Doch Zeiten des Umbruchs sind meist etwas rumpelig, da die Routine der Nutzung rüde abgeschnitten wird von dem Zwang, sich wirklich an die Allgemeinen Geschäftsbedingungen zu halten. In diesem Zusammenhang wird uns in letzter Zeit wieder verstärkt vor Augen geführt, wie brüchig die vermeintliche Anonymität ist. Und siehe da: es sind Menschen, die sich hinter den Anzeigen verbergen.
Manchmal, wenn ich an freien Nachmittagen ausgedehnte Spaziergänge durch die Landschaften des Kleinanzeigenmarktes unternommen habe (wäre er eine Landschaft, er wäre eine Schrebergartensiedlung), sah ich es schon ab und an im Augenwinkel menschlich flackern. Selten allerdings, nur bei Anzeigen die von der standardisierten Norm abwichen. Besonders traurige zum Beispiel, wie etwa:
"Suche nette Sie um die 40 für gemeinsame Unternehmungen am Wochenende wie Essen gehen, Reden, Natur - und Kulturerlebnisse, Kino u.v.m. . Bin 47, 1,80 , dunkelhaarig, war früher gut aussehend und kann leider nicht tanzen."

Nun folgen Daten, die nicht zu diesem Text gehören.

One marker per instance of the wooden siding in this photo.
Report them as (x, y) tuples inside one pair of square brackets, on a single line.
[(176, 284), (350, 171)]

Seitdem im Kleinanzeigenmarkt umgebaut wird, erreichen uns echte persönliche Nachrichten von den Nutzern. Natürlich dürfen an dieser Stelle keine Korrespondenzen veröffentlicht werden, aber ignorieren kann ich die literarischen und unterhaltenden Inhalte auch nicht, die sich langsam im Briefkasten türmen.
Unter den vielen guten, verständnisvollen Nutzern, die wir haben, gibt es nämlich auch freche, uneinsichtige, die nicht hören wollen, wenn die Eingreiftruppe ihnen sagt, dass es nicht okay ist, wenn sie ihre Flannellbettwäsche 37 mal hintereinander einstellen. Wegen der anderen Nutzer, die heute vielleicht etwas anderes suchen.
Die Konfrontation, die sich aus diesem Sachverhalt ergibt, ist einfach – ich kann es nicht anders sagen – ein Knaller; denn wenn man hinter die oberflächliche Fassade aus Beschimpfungen blickt, offenbart sich ein literaturwissenschaftlich interessanter Stil-Pool. Vom stürmisch-drängenden Schimpfwortgebrauch (wie zu erwarten) reicht das Spektrum bis hin zu distopisch-resignierendem Hauptsatz-Staccato, das Cormac McCarthy in nichts nachsteht.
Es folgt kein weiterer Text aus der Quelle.